This invention concerns an improved synthetic methodology for the preparation of two cyclic aza-amino acid derivates and a new efficient protocol for the application of these compounds for the assembly of melanostatin-based azapeptides. The new azapeptides possess potent pharmacological activity as positive allosteric modulators (PAM) of the dopamine D₂ receptors at nanomolar concentrations, making them applicable in dopamine-related disorders, such as Parkinson's disease.
Melanostatin is a short endogeneous neuropeptide that displays potent PAM activity at the dopamine D₂ receptors, thus being of clinical interest as a therapeutical for dopamine-related disorders such as Parkinson's disease, as corroborated in clinical trials. However, its unfavorable pharmacokinetic properties such as low gastrointestinal absorption and reduced biochemical stability in neuronal tissues hinder its further development. Previous research has shown that the replacement of L-proline by D-proline has no significant impact on the pharmacological activity.

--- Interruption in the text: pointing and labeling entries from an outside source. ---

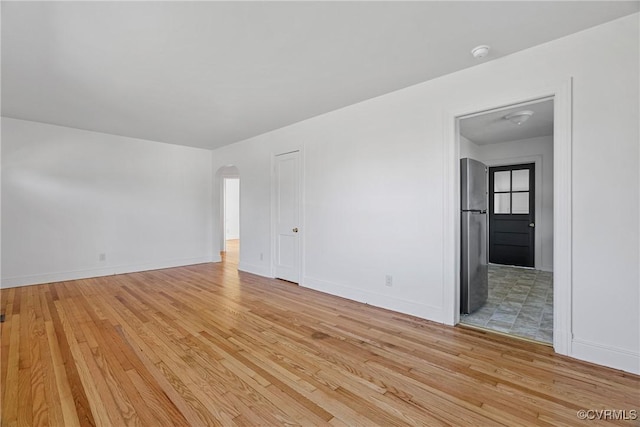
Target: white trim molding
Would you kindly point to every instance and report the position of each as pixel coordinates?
(423, 311)
(63, 276)
(561, 92)
(621, 358)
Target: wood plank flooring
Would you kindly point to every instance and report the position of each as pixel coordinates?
(206, 345)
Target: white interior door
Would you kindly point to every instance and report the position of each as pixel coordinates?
(287, 206)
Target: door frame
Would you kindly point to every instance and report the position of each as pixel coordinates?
(224, 172)
(301, 216)
(561, 93)
(225, 178)
(537, 237)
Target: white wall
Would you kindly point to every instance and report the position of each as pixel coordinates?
(374, 177)
(468, 149)
(540, 151)
(69, 195)
(232, 208)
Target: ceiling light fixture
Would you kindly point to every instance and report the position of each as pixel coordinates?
(480, 51)
(519, 117)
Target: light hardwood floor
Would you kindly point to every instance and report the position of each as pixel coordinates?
(206, 345)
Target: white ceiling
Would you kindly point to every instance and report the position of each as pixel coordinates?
(492, 127)
(206, 74)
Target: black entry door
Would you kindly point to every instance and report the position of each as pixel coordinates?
(512, 215)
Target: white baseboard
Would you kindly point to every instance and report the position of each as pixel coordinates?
(613, 357)
(412, 308)
(260, 270)
(38, 279)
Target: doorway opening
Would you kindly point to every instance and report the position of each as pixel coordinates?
(229, 226)
(517, 270)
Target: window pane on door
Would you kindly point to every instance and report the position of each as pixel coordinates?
(520, 180)
(501, 203)
(502, 181)
(520, 203)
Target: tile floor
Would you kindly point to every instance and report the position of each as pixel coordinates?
(520, 303)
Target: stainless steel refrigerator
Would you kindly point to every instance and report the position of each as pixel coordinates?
(474, 280)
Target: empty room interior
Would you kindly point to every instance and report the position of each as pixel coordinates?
(320, 213)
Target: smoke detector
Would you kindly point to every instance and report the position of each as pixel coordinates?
(480, 51)
(519, 117)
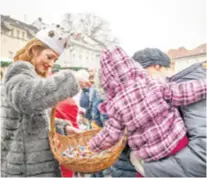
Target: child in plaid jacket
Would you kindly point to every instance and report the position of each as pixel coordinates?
(145, 107)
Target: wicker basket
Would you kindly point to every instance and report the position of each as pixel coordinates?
(83, 165)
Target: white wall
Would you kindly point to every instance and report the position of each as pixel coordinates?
(182, 63)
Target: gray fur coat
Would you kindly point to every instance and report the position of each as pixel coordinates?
(25, 100)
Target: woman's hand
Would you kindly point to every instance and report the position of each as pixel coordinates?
(71, 130)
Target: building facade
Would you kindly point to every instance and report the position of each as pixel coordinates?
(182, 58)
(14, 35)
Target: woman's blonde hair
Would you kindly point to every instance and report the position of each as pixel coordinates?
(25, 54)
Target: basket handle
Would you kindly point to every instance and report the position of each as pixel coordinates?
(52, 121)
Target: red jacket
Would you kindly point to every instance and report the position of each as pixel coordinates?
(67, 110)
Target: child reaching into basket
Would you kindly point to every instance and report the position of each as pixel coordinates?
(145, 107)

Moreover, since the metabolism of melanostatin occurs mainly upon cleavage of the prolyl-leucyl peptide bond, the replacement of this peptide bond with a semicarbazide moiety in melanostatin azapeptides is expected to increase biochemical resistance against protease activity without compromising the PAM activity. The incorporation of aza-amino acids in detriment to canonical amino acids is known to enhance pharmacological activity and selectivity as well as improve pharmacokinetic properties. Aza-proline is being employed as a proline surrogate in bioactive compounds as a chemical strategy to enhance potency and bioavailability.
- Cheap, straightforward, and high-yielding (tri)phosgene-free methodology for the preparation of stable aza-proline and aza-pipecolic acid carbazates, compatible with multi-gram scale for the assembly of azapeptides.

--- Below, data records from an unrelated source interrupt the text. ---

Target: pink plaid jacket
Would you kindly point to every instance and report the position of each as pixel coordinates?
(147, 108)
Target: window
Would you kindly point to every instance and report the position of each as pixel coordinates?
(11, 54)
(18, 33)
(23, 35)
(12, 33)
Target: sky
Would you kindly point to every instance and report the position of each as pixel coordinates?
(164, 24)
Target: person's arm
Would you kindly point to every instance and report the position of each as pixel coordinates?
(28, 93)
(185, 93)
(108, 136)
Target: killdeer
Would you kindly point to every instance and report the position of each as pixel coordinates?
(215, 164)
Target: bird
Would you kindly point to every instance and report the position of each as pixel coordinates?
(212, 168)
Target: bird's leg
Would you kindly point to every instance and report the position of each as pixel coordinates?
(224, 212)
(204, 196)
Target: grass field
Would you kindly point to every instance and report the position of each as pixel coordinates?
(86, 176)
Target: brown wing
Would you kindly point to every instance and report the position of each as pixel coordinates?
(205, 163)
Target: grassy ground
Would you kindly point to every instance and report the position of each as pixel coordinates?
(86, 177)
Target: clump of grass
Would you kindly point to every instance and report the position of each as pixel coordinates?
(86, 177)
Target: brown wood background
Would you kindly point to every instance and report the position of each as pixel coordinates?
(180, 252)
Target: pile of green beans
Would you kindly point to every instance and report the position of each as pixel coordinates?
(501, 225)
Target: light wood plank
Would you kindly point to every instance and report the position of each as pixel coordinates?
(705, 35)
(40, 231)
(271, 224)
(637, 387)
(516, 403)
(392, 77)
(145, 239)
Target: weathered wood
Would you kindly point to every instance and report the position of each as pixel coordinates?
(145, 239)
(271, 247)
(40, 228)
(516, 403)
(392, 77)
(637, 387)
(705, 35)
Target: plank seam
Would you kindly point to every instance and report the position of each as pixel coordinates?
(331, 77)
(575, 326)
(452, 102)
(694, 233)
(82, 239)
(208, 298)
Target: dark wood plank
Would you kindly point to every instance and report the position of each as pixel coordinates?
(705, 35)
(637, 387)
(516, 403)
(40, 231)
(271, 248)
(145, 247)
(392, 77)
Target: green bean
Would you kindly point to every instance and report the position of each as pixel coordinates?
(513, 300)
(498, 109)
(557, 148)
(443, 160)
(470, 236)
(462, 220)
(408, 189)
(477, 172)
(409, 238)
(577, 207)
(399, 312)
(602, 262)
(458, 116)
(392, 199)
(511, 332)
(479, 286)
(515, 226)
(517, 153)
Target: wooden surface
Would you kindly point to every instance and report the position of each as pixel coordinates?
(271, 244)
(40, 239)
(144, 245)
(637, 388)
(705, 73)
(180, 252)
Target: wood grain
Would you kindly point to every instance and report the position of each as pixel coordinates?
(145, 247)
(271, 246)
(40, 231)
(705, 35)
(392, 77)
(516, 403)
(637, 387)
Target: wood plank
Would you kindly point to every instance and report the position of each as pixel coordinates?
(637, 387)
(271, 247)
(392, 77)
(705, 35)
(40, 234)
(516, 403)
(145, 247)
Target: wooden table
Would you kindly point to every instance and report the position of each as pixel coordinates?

- Does not require anhydrous conditions for hydrazine cyclization, using NaOH as the base in the presence of phase-transfer agents.
- A more efficient, milder, and faster process for the application of aza-proline and aza-pipecolic acid carbazates for the preparation of azapeptides, operating at lower temperatures and offering higher yields.
- The methodology can be applied for the assembly of melanostatin azapeptides, with potential therapeutical application in the early stages of Parkinson's disease to delay the clinical use of levodopa therapy and/or to be used in co-administration to reduce the therapeutic doses of levodopa.
This invention provides a new method to develop intermediates for azapeptides synthesis, as well as a prospective active pharmaceutical ingredient (API) suitable for the treatment of dopamine-related diseases.